In many ways, these words written by FirstRound.com in a piece discussing former Netflix Chief Talent Officer Patty McCord's management style are accurate, you might think at first. It really is easy to make the connection between sports and business.
If you're a CEO, you want your managers to always have a gameplan, to have a good understanding of how to use certain employees in certain situations and to know which workers do what tasks in the most efficient manner just as you would a expect a coach to do so.
Furthermore, if you're a top Enterprise in a competitive field, you're always going to find yourself competing with other companies for the best talent around in the same way that teams compete with each other for the best free agents to improve their rosters. This is especially true for a company like Netflix, which has a whole slew of top quality tech companies surrounding it in Silicon Valley, vying for the best engineers and employees.

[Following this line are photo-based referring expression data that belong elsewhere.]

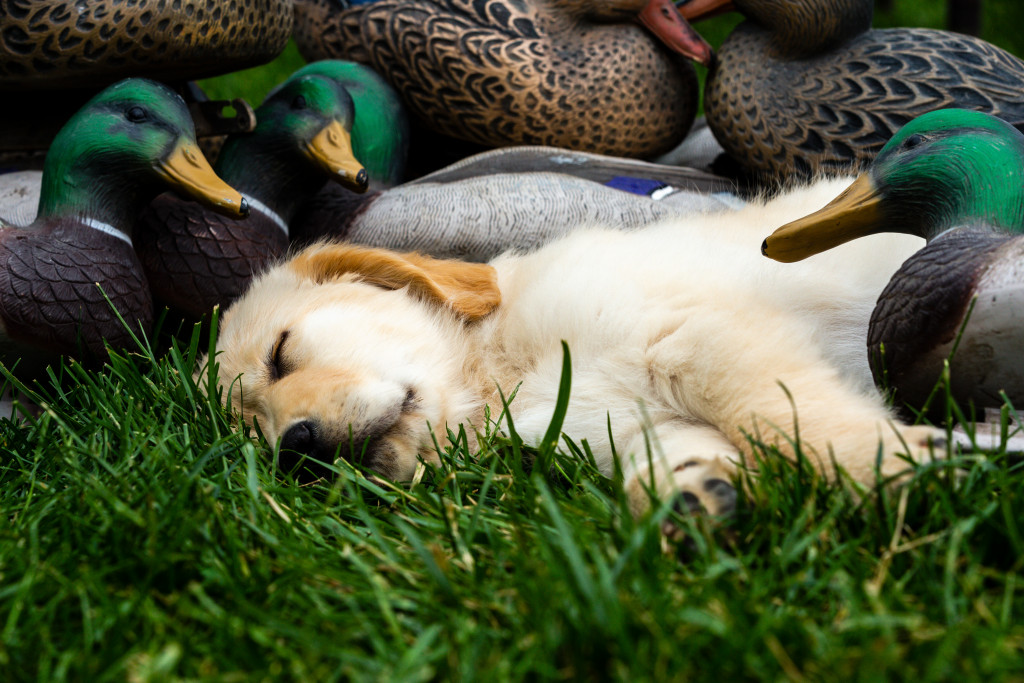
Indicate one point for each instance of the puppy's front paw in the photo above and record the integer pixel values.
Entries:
(702, 494)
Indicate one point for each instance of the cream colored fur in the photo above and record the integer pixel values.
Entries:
(681, 334)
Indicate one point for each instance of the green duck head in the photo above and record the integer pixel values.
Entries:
(942, 170)
(381, 128)
(301, 140)
(123, 147)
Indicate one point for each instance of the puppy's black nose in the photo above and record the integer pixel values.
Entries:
(300, 437)
(300, 453)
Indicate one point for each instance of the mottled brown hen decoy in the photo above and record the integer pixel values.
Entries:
(55, 54)
(128, 143)
(956, 178)
(196, 259)
(577, 74)
(806, 86)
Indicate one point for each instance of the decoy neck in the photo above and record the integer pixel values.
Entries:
(797, 28)
(125, 145)
(943, 170)
(381, 128)
(301, 140)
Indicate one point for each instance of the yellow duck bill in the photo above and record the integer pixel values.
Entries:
(855, 213)
(332, 150)
(187, 170)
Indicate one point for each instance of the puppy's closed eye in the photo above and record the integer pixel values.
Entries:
(275, 361)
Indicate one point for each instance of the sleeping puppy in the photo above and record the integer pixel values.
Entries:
(681, 334)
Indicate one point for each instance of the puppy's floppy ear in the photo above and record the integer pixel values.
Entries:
(470, 289)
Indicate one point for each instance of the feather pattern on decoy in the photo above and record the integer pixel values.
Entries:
(806, 86)
(127, 144)
(954, 177)
(578, 74)
(196, 259)
(75, 44)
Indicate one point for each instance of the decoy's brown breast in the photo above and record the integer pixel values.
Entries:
(71, 43)
(922, 310)
(834, 113)
(196, 259)
(52, 292)
(485, 72)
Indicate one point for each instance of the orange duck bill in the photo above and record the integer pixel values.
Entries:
(855, 213)
(664, 19)
(186, 170)
(332, 151)
(697, 10)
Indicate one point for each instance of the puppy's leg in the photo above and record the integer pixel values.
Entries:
(736, 383)
(691, 463)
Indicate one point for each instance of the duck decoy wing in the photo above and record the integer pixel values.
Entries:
(488, 72)
(480, 217)
(833, 113)
(598, 168)
(196, 259)
(50, 292)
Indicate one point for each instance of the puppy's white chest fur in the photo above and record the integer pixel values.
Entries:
(683, 339)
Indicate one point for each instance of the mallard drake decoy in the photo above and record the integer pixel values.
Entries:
(956, 178)
(516, 198)
(113, 157)
(806, 86)
(196, 259)
(577, 74)
(380, 131)
(55, 54)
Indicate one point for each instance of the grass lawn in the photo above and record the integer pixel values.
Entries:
(144, 538)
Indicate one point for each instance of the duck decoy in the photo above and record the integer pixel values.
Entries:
(380, 132)
(954, 177)
(55, 54)
(519, 198)
(577, 74)
(806, 86)
(127, 144)
(196, 259)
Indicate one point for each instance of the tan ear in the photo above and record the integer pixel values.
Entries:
(470, 289)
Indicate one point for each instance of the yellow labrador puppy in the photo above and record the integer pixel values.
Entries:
(681, 334)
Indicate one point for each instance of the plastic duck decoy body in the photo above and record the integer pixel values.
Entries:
(577, 74)
(956, 178)
(806, 86)
(196, 259)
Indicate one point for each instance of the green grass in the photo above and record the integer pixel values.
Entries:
(145, 538)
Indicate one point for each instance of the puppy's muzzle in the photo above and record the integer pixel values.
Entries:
(308, 446)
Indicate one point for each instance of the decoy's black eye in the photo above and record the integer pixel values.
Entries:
(912, 141)
(135, 114)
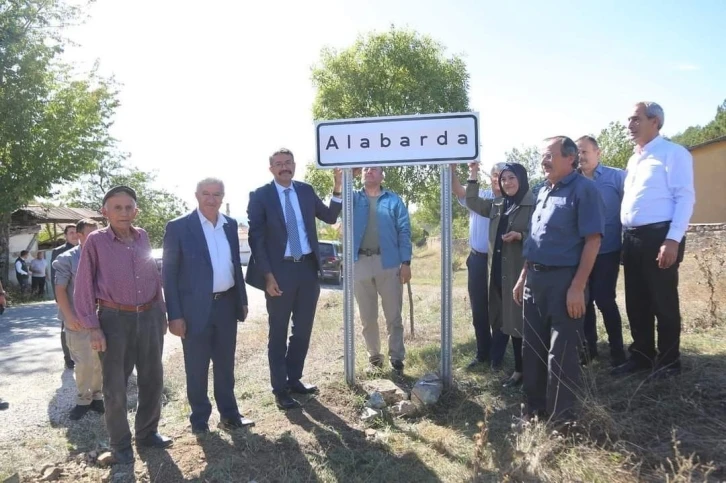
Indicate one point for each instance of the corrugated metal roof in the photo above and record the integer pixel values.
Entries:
(60, 214)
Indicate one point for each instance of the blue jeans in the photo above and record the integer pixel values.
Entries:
(603, 284)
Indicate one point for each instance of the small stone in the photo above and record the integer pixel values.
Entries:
(51, 474)
(404, 408)
(369, 414)
(376, 401)
(391, 392)
(106, 459)
(427, 390)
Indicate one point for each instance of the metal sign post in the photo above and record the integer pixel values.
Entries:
(446, 275)
(348, 308)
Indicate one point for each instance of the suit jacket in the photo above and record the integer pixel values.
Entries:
(268, 233)
(187, 271)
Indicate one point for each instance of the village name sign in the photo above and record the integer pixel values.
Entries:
(398, 140)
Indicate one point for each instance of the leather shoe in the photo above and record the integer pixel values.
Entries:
(123, 456)
(155, 440)
(299, 387)
(237, 423)
(285, 402)
(631, 366)
(97, 405)
(78, 412)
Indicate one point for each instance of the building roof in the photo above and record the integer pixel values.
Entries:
(58, 214)
(707, 143)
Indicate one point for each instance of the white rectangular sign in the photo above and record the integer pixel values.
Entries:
(398, 140)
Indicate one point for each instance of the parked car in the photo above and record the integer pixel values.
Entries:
(331, 260)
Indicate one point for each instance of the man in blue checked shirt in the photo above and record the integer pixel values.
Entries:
(382, 254)
(604, 276)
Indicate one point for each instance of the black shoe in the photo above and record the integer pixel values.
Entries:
(155, 440)
(617, 358)
(513, 381)
(299, 387)
(123, 456)
(397, 365)
(78, 412)
(237, 423)
(475, 363)
(285, 402)
(97, 405)
(631, 366)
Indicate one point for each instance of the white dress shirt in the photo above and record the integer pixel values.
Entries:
(304, 242)
(219, 252)
(659, 187)
(478, 225)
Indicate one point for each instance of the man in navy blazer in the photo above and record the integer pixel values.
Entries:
(205, 297)
(285, 263)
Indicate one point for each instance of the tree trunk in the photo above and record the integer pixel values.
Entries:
(4, 246)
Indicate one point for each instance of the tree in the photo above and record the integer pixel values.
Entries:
(398, 72)
(53, 126)
(156, 206)
(531, 159)
(697, 134)
(615, 145)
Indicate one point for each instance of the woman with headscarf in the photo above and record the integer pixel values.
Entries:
(510, 217)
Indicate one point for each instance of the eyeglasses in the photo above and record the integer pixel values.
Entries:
(282, 164)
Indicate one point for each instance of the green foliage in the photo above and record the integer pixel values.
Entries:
(156, 206)
(615, 145)
(700, 134)
(530, 158)
(398, 72)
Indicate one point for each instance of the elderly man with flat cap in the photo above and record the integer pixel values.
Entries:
(118, 298)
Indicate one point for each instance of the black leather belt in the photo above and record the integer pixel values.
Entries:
(369, 253)
(307, 256)
(219, 295)
(538, 267)
(652, 226)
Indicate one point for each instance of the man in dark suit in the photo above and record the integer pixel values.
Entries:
(205, 297)
(285, 263)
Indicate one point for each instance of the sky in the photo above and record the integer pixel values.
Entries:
(213, 88)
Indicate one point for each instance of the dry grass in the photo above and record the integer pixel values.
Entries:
(667, 431)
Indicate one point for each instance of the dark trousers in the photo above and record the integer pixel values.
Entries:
(500, 339)
(650, 293)
(551, 344)
(37, 286)
(477, 265)
(216, 343)
(132, 340)
(603, 286)
(300, 291)
(64, 345)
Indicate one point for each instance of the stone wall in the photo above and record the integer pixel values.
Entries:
(703, 235)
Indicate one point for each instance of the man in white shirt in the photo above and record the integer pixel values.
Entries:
(656, 208)
(205, 298)
(490, 344)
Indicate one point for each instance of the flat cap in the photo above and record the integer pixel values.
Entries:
(119, 189)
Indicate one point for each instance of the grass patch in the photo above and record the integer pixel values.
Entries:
(630, 431)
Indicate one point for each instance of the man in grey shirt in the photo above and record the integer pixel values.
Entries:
(87, 367)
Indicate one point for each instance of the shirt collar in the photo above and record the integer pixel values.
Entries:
(221, 219)
(281, 189)
(110, 233)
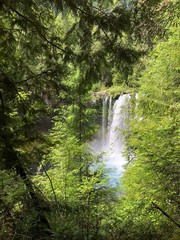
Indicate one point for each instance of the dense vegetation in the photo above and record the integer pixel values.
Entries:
(53, 56)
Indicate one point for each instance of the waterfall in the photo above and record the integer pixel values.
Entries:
(111, 141)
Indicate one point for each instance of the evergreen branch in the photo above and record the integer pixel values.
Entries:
(165, 214)
(29, 78)
(98, 23)
(41, 34)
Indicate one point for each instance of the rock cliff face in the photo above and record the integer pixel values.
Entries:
(110, 139)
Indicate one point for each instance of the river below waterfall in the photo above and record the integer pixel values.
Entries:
(110, 140)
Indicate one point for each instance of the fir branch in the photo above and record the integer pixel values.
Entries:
(41, 34)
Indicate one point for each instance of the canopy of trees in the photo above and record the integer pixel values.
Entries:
(54, 54)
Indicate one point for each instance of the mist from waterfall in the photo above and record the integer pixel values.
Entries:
(110, 140)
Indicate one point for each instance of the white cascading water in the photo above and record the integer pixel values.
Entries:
(110, 140)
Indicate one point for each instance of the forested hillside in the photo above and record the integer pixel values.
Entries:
(57, 60)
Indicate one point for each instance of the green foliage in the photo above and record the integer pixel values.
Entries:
(152, 174)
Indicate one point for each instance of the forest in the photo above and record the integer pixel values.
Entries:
(58, 60)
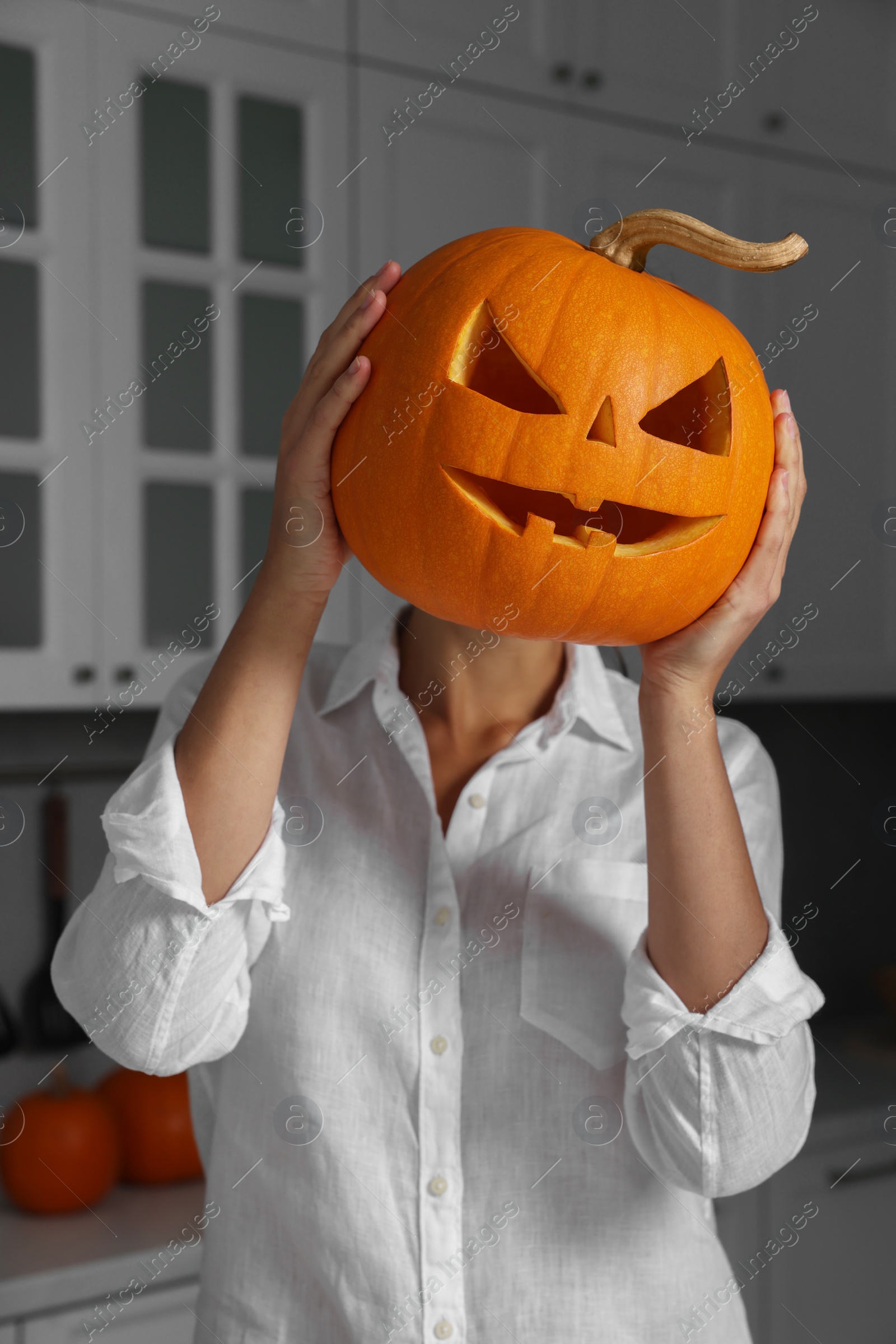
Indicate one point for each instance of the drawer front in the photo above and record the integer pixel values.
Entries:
(155, 1318)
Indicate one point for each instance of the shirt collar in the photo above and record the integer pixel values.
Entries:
(586, 691)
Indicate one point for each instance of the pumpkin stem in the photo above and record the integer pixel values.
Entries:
(629, 241)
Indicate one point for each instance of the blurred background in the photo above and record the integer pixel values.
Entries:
(207, 230)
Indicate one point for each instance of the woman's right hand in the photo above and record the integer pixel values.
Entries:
(305, 547)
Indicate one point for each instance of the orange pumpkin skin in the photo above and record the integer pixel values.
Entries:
(68, 1152)
(589, 329)
(155, 1127)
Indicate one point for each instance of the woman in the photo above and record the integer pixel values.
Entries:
(473, 961)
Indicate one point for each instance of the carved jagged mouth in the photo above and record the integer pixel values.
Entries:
(638, 531)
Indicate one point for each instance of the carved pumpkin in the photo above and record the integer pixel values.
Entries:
(155, 1127)
(59, 1151)
(547, 425)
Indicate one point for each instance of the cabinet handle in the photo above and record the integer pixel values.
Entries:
(863, 1174)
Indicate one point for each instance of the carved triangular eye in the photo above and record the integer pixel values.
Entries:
(604, 430)
(487, 363)
(699, 416)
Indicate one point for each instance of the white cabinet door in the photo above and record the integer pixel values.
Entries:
(189, 467)
(50, 622)
(465, 41)
(166, 1316)
(836, 1281)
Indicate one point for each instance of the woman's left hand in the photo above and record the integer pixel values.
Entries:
(696, 656)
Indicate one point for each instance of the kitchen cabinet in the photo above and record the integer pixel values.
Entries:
(830, 1276)
(164, 1316)
(58, 1273)
(46, 483)
(251, 227)
(142, 515)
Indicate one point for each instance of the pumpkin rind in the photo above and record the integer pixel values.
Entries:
(589, 329)
(155, 1127)
(66, 1155)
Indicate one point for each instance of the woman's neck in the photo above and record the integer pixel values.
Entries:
(474, 691)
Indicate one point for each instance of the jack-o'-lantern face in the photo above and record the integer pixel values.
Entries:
(553, 430)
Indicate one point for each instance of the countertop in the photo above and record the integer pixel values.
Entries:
(57, 1261)
(53, 1262)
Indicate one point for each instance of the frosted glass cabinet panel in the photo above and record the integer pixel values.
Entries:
(216, 297)
(49, 613)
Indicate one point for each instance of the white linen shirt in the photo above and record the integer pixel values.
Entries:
(438, 1087)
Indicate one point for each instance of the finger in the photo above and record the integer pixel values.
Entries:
(781, 405)
(334, 408)
(754, 589)
(386, 278)
(328, 363)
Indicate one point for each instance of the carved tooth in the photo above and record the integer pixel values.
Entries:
(593, 537)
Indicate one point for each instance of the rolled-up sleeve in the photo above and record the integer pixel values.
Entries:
(716, 1103)
(159, 979)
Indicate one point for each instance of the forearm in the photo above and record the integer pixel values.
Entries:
(230, 752)
(706, 922)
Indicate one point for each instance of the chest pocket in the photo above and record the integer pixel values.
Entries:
(581, 925)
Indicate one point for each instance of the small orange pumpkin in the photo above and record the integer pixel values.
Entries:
(548, 426)
(155, 1127)
(59, 1152)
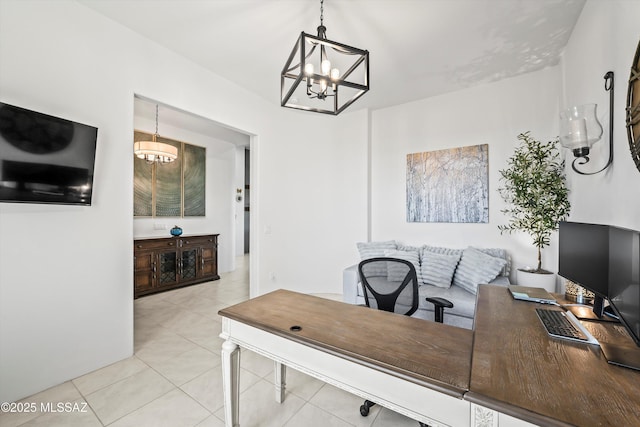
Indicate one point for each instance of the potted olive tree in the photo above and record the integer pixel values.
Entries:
(536, 193)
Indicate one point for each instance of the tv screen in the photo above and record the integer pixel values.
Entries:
(624, 278)
(583, 255)
(45, 159)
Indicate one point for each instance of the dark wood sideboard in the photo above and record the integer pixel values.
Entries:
(168, 263)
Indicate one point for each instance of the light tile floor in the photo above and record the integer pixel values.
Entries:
(175, 379)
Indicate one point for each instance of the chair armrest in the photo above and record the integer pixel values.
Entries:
(439, 304)
(350, 280)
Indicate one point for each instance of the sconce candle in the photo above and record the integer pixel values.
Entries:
(580, 129)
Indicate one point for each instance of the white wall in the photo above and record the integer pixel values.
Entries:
(492, 114)
(64, 309)
(220, 194)
(308, 233)
(238, 183)
(604, 39)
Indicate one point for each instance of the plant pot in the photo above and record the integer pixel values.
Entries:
(545, 279)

Of course, another point that some of sports' most enthusiastic fans might convey to you is that if the players don't believe in what the coach is doing, they are less likely to do it well. So when McCord had to fire a third of her company's 120 employees in the fall of 2001, she knew what she had to do.
McCord served for Netflix for 14 years, from 1998 to 2012, and in those years found a set rule of principles by which she abides by in regards to managing her employees, or players. Those principles have made McCord the seemingly ruthless type of boss that has no interest in keeping people around when it's clear they don't have the skill set to be at her company.
But while her words imply that she has a zero tolerance policy and favors running a very strict workplace, McCord prefers quite the opposite and says the way she chooses talent allows her to do that.
As her "Netflix Culture: Freedom and Responsibility" presentation details, McCord looks for responsible people who "thrive on freedom and are worthy of freedom."
There's one thing that's undeniable about Patty McCord. She is indeed ruthless, but there's a method to her madness as she explains that her management style is best for both employee and employer.
In the end, what McCord emphasizes in her interviews and in the very guidelines that she wrote for Netflix is fitting in. "Does this employee's skills and mindset fit our culture?" That may as well be the question McCord would advise all bosses to consider. And if the answer is no and an employee ends up having to be fired, the former talent officer says there's no need for hard feelings.